最近、インターネット上で「BYD宋PLUSシリーズがすべて生産終了した」という情報が広まり、多くのオーナーや購入を検討している消費者の間で戸惑いの声が上がっています。かつて累計販売台数が100万台を超えた人気SUVは、本当に市場から姿を消したのでしょうか。

宋PLUSは2021年の登場以来、BYDラインナップの中核を担ってきたモデルです。宋シリーズには、純電動車(EV)、プラグインハイブリッド車(PHEV)、そして従来型ガソリン車が含まれています。とりわけ宋DM-i(PHEV)は、新エネルギー車政策の恩恵を受け、燃費と航続距離のバランスを両立させたファミリーカーとして高い評価を得てきました。そのため「家庭の第一台目のハイブリッド車」とも呼ばれていました。

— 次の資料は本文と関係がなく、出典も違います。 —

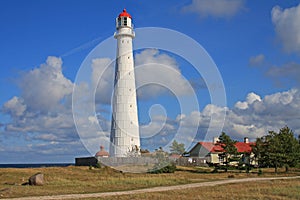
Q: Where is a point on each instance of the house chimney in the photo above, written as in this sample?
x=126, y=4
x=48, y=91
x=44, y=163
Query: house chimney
x=215, y=140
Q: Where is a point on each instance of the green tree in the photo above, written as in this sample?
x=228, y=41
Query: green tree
x=278, y=149
x=177, y=148
x=229, y=150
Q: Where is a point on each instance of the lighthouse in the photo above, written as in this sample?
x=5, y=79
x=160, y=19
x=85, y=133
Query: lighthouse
x=124, y=136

現在、BYDは「王朝ネットワーク」と「海洋ネットワーク」という二つの販売チャンネルを展開しています。王朝ネットワークでは「秦(チン)」「漢(ハン)」「唐(タン)」「宋(ソン)」など、中国の王朝名を冠した車種を扱い、海洋ネットワークでは「海豹(シール)」「海狮(シーライオン)」「海豚(ドルフィン)」「海鸥(シーガル)」といった海洋生物の名を持つモデル群を展開しています。

宋PLUSはもともと王朝ネットワークに属していましたが、海洋ネットワークの立ち上げ当初、同体系の車種ラインナップが不足していたため、一時的に海洋ネットワークの販売ラインに組み入れられました。2022年から2024年にかけて、宋PLUSは海洋ネットワークの販売を支える主力車種となり、その販売台数の「半分を占める」ほどの存在でした。

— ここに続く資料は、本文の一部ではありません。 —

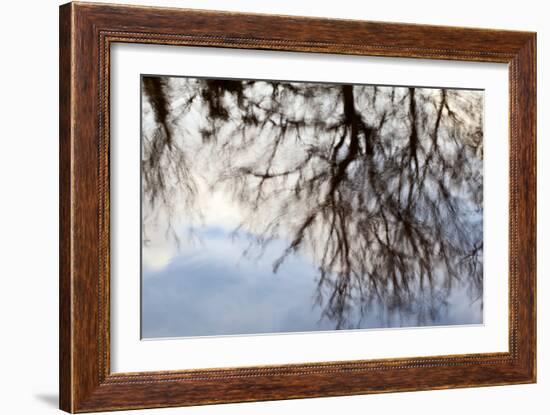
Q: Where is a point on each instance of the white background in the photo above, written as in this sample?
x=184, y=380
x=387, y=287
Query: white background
x=129, y=354
x=29, y=171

しかし宋PLUSは、もともとガソリン車をベースにした「油改電(エンジン車を改造した新エネルギー車)」モデルであり、2025年の市場基準から見ると、すでに設計が古くなっていました。海洋ネットワークでは近年、独自の命名体系に基づく新世代モデル──海豹、海狮、海鸥など──が次々と登場し、宋PLUSの立ち位置は次第に曖昧になっていきました。
一方、王朝ネットワークでは新型SUV「宋L」が登場し、自然と宋PLUSの後継的なポジションを引き継いでいます。

ブランド全体の構成から見ても、王朝ネットワークにおける正統な「宋」ブランドとしての宋L、そして海洋ネットワークにおける同クラスの海狮06はいずれも販売が好調で、すでに宋PLUSの役割を十分に担っています。2025年はBYDにとって全体的なモデル世代交代の時期にあたり、従来の主力車種である「秦」「漢」「宋」「唐」はいずれもモデルサイクルの後期に入っています。その中で海狮06の投入は、宋PLUSの代替を明確に意識したものといえます。

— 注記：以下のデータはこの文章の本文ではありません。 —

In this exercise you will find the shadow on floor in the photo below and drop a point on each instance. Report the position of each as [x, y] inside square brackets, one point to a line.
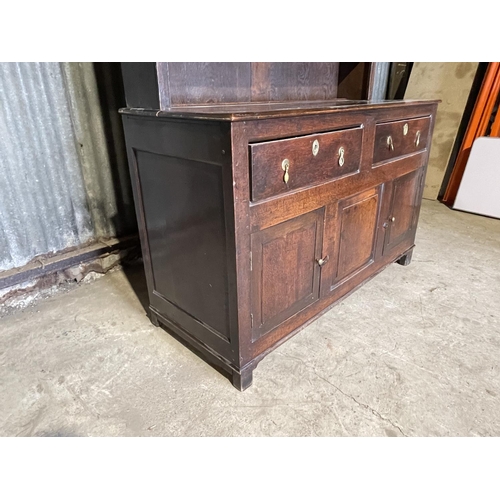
[134, 272]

実際、BYDは2月10日に公式公告を発表し、「2025年型宋PLUS DM-i 非智驾版(スマート運転機能非搭載モデル)」の生産を正式に終了すると告知しました。その後継として、「智驾版(スマート運転版)」が全面的に市場を引き継ぐ形となります。智驾版は全車に「天神之眼」高性能運転支援システムを標準装備し、都市NOA(ナビゲーション・オン・オートパイロット)および高速道路ナビゲーション走行をサポートします。装備は大幅に強化されたにもかかわらず、「装備を増やしても価格据え置き」という方針が採られました。生産ラインはすでに全面的に智驾版へと切り替えられており、非智驾版は一部在庫車のみが残る状態となっています。

9月以降、一部の消費者が4S店や海洋ネットワークの展示店舗を訪れた際、宋PLUSの展示や販売が終了していることに気づきました。その代わりに並んでいるのは新型の海狮06です。現在、BYDの公式サイト上では宋PLUSが依然として海洋ネットワークに掲載されていますが、実際には海狮06と宋Lがそれぞれ海洋ネットワークと王朝ネットワークにおいて宋PLUSの役割を引き継いでおり、近く宋PLUSが海洋ネットワークから姿を消すのは、自然な流れといえるでしょう。